Louis sniffs again and wipes the last of the tears away. “But you…” He says. “You said you wouldn’t tell Mum.”

“Correct. I won’t tell Mum, because she doesn’t need to know things if I know them. I’m eighteen, which means I’m an adult, which means I know exactly what I’m talking about. I’m going to tell you what to do and what not to do because I love you, and I care about you, and I want you to be safe. You can choose whether or not to listen, and I just have to trust you’ll listen to me, because for the next fortnight, I’m stuck in here. But can you- you- you have to promise me, Louis. I’ll never ask you to promise anything else again.”

“But- but I wouldn’t go anywhere near the fo-”

“Louis, I don’t care. I trust you, but I really don’t care where you’re going, because if you’re going outside at night, you’re not safe.”

“Safe.” Louis repeats, looking over my stitched arm, my thick wads of cotton bandaging. “From-”

“Promise me, Louis. Promise me.”

He stares at me. His eyes are still red from crying and there’s a tear about to drip off his nose.
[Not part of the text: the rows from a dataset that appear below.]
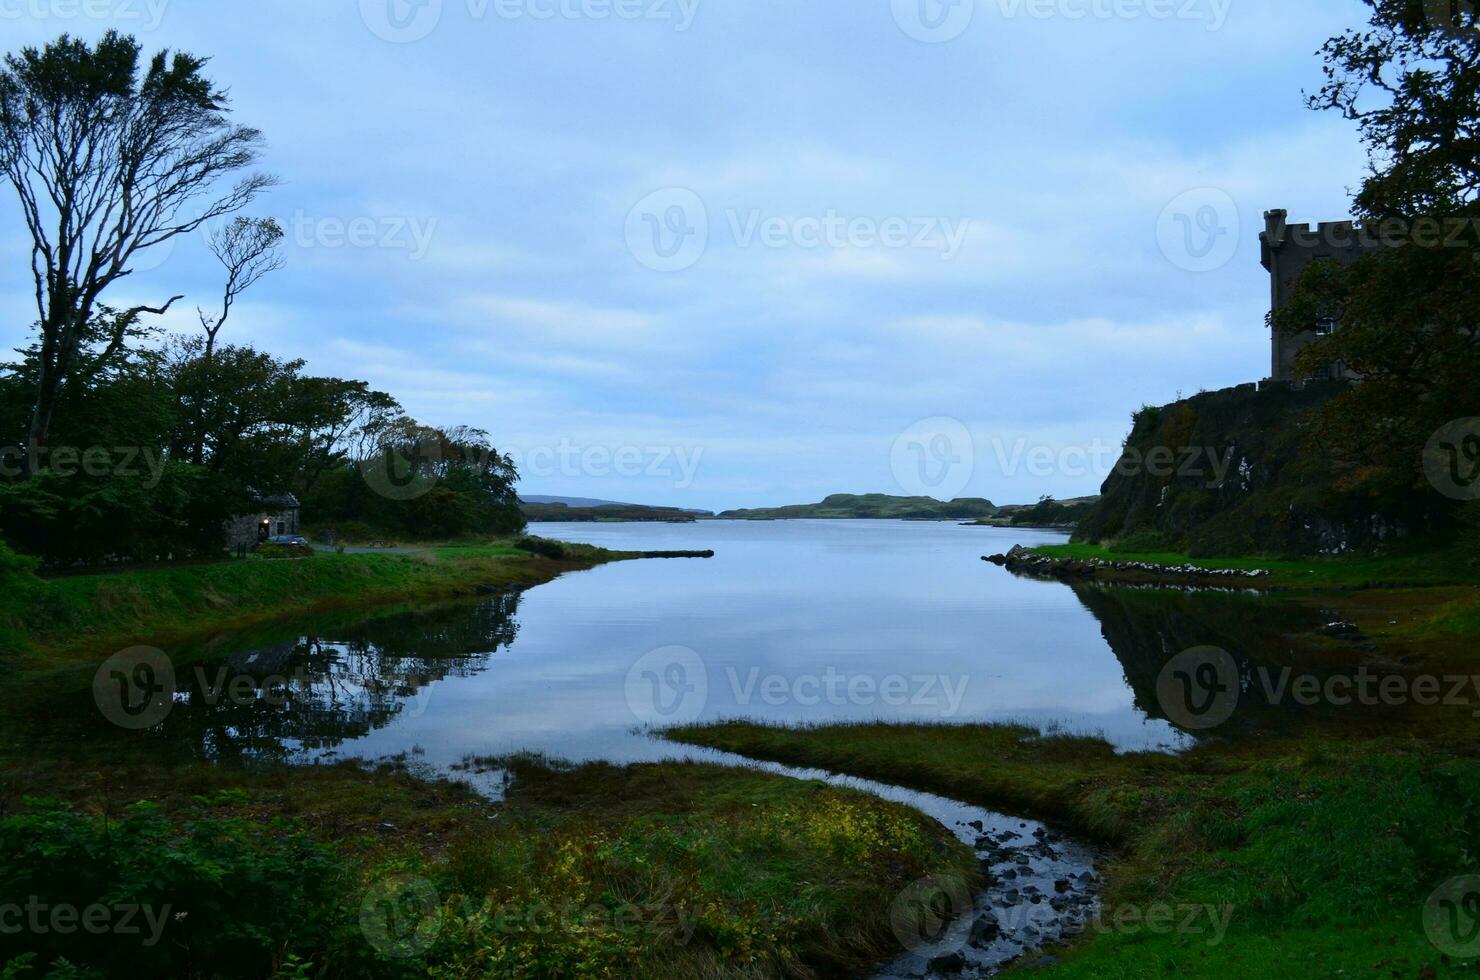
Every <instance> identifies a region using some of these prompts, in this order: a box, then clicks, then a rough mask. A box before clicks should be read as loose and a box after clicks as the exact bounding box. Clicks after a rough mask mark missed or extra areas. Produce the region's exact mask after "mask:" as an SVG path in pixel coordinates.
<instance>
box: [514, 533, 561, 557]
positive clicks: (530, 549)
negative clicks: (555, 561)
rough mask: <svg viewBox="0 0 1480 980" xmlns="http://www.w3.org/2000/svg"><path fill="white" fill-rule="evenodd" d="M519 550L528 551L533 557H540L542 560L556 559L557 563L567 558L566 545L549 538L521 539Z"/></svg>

Then, quietly, he says, “I promise.”

“Thank you.” I say, and whether or not he wants me to, I grab him and pull him into another hug. “Thank you,” I repeat. It occurs to me he probably thinks I’m asking him to stay out of the forest because I don’t want to get hurt again, not because I’m worried about him; God, how simple things were when I was his age. I’m stitched up like an old sock and I don’t care. I could get shredded and patched a million times worse than this, and I wouldn’t care. As long as I know Louis is safe, I can live with spending the rest of my damned life in this hospital bed. When I first started coming out into the woods, I thought it was because of Poppy. I don’t want revenge. If I had nothing left to lose, I’d walk right out into those woods and let them tear me apart without a fight.

I don’t want to avenge what I’ve already lost. I want to protect what I’ve still got. This is my family, and nobody’s going to touch them. I’ll keep them safe. Even if it kills me.